Another thing that strikes you is the architecture of the place. The traditional pueblo dwelling had thick mud walls, called adobe (on display, is the oldest house in America). Santa Fe has adopted the adobe pattern for its public buildings, houses and markets. As thick mud walls are proving too expensive to build because of rising labour costs, the outer walls are often given a cement-type finish that looks like mud. You have luxurious villas and five-star hotels but exuding the same mud-like exterior of sobriety and strength. The town authorities do not favour high-rise buildings.
Many rich persons have moved into Santa Fe. Celebrities, especially Hollywood stars, keep second homes here. Their fancy villas lie scattered over hills, often accessible only by dirt roads — the more money you have, the more likely you are to live on a dirt road.
The central Santa Fe is a walker’s city. It has a visual and tactile romance that can’t be fully appreciated through a car window. The best place to begin is the Plaza, a historic site with the old palace of governors on one side. You can walk the narrow streets, visiting art galleries and shops selling antiques or browse in umpteen bookstores.
Santa Fe has some 300 restaurants, quite a few of them world-class — and expensive. Food here is known for its taste and sharpness, a good deal from the liberal use of chillies. One of the great restaurants is Coyote Cafe, housed in a building that was once Greyhound bus terminal. You need at least a month’s reservation in advance for a dinner table. Other noted places are Cafe Santafe and Cafe Casa Sana. The town offers every sort of cuisine, including tandoori chicken and other Indian specialities.
There’s a lively nightlife with plenty of bars with heady margaritas. The hottest bar is Swig and another popular one is Pink Adobe. Over the last two decades, Santa Fe has been witnessing a huge rise in tourist traffic. To an extent, this is changing the character of the place; cars and crowds where it was all peace and quiet. Numerous hotels have come up, some as expensive as $700 per room per day.

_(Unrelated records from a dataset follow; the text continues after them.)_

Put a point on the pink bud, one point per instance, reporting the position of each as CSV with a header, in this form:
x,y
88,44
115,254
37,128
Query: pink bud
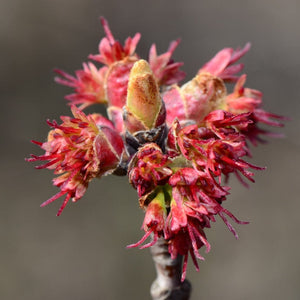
x,y
108,147
144,108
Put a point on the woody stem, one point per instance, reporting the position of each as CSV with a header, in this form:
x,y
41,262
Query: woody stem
x,y
168,285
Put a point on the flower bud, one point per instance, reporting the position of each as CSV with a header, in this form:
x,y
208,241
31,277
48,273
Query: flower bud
x,y
195,99
144,109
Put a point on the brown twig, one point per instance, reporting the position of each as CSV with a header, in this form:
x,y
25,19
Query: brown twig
x,y
168,285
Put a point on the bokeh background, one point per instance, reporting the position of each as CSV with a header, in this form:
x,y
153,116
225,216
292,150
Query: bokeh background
x,y
82,254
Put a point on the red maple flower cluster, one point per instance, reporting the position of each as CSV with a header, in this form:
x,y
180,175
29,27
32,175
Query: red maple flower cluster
x,y
178,145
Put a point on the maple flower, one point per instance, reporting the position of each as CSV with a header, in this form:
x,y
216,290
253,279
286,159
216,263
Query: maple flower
x,y
212,154
111,50
175,143
78,150
154,221
222,64
243,100
148,169
196,199
88,85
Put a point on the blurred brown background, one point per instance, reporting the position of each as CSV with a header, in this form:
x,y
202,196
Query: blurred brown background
x,y
82,255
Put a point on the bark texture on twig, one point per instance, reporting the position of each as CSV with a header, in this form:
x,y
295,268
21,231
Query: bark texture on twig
x,y
168,285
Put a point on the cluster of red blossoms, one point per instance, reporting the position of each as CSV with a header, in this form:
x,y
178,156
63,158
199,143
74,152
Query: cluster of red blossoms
x,y
177,144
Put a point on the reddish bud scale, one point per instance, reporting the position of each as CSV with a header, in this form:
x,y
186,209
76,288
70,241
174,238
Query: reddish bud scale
x,y
178,176
78,150
148,169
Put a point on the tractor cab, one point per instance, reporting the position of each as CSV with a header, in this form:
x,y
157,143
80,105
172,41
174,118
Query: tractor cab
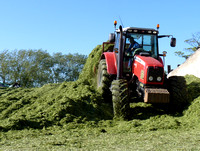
x,y
132,68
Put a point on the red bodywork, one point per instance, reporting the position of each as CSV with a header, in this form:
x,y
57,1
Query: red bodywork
x,y
139,67
111,61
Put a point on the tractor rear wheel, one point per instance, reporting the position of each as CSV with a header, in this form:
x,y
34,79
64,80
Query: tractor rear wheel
x,y
120,98
104,81
178,92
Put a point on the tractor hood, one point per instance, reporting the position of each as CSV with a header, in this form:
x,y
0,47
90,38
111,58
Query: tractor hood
x,y
148,70
148,61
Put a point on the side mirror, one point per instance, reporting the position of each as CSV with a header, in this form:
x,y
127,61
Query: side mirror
x,y
173,42
112,37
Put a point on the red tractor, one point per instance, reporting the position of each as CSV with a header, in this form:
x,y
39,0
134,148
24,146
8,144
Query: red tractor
x,y
127,73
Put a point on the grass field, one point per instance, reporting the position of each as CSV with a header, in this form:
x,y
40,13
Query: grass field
x,y
100,138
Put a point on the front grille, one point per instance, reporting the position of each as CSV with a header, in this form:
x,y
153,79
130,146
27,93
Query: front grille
x,y
154,72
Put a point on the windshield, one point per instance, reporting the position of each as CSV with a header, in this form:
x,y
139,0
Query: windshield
x,y
145,41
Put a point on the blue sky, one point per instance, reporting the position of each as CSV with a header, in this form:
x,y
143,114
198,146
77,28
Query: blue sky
x,y
77,26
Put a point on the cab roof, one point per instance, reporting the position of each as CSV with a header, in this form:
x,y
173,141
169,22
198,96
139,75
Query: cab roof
x,y
137,29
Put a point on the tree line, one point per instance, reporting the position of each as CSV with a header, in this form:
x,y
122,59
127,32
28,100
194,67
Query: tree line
x,y
34,68
194,43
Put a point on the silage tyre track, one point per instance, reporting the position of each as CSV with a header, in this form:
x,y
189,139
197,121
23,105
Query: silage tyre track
x,y
104,81
120,98
178,93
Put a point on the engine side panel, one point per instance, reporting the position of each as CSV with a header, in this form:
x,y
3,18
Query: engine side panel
x,y
141,67
111,62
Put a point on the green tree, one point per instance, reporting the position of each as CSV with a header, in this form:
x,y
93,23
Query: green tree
x,y
34,68
194,43
4,65
67,67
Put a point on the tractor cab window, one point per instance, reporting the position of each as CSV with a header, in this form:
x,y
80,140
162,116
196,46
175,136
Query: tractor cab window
x,y
146,43
117,41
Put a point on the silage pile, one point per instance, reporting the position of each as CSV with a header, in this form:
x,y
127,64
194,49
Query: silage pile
x,y
79,102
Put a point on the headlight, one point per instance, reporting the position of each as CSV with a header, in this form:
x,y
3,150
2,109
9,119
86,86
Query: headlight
x,y
150,78
159,79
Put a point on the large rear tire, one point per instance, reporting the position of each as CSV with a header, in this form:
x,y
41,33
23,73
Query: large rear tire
x,y
104,81
120,99
178,92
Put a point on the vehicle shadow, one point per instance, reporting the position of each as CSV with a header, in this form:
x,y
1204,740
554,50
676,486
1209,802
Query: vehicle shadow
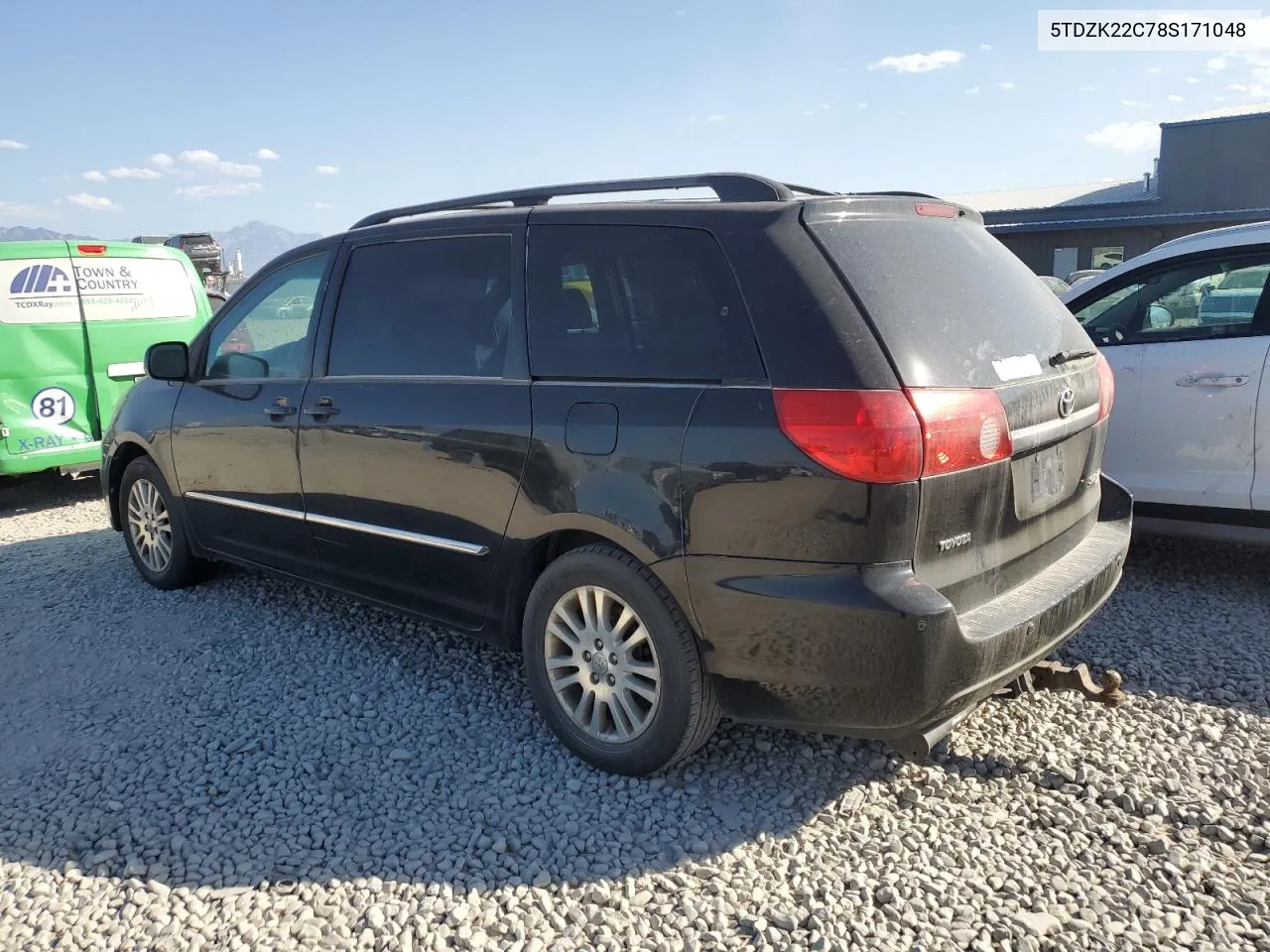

Locals show a fierce pride in their city; its cultural heritage, its diversity of people, and its spirit of tolerance. There are churches of various denominations, a well-known Buddhist temple (lately visited by the Dalai Lama), a Hindu temple, even a gurudwara. You see white American Sikhs (believers of Guru Ramdas) moving about, both men and women wearing white turbans. Yoga centres abound as do concerns of "alternative medicine".
To savour Santa Fe, you need a minimum stay of four to five days. This gives you enough time to frequent art galleries, visit a few top museums, and make trips into the enchanting countryside. A must is a visit to one of the pueblos. As laws are liberal in Indian reservations, half a dozen casinos have come up within a short motoring distance of Santa Fe. There are ample facilities to fish, play golf, ski, and hike.
Taos, high up on the hills, is a couple of hours’ driving. It’s an interesting town, with its own array of art galleries and historic buildings. A stay at Santa Fe won’t be complete without a trip to Taos.
To be able to buy art pieces one would need more time. The variety on offer in metal, glass, plastics, as well as paintings is enormous as this is a collector’s wonderland. For example, in glass alone, a wide choice in art glass, blown glass, gilded glass, glass print, leaded glass, and glass beads. Limitless offerings in pottery, both traditional and ultra-modern. And a vast range in landscape paintings.
Antiques on sale include Mexican wood carvings, pueblo jewellery, especially turquoise jewellery, Hispanic textiles, and cowboy memorabilia. One needs a connoisseur’s eye to make sure you aren’t passed an imitation instead of the genuine article.
Santa Fe is not on the beaten tourist track. Yet a few days’ stay there can prove most rewarding.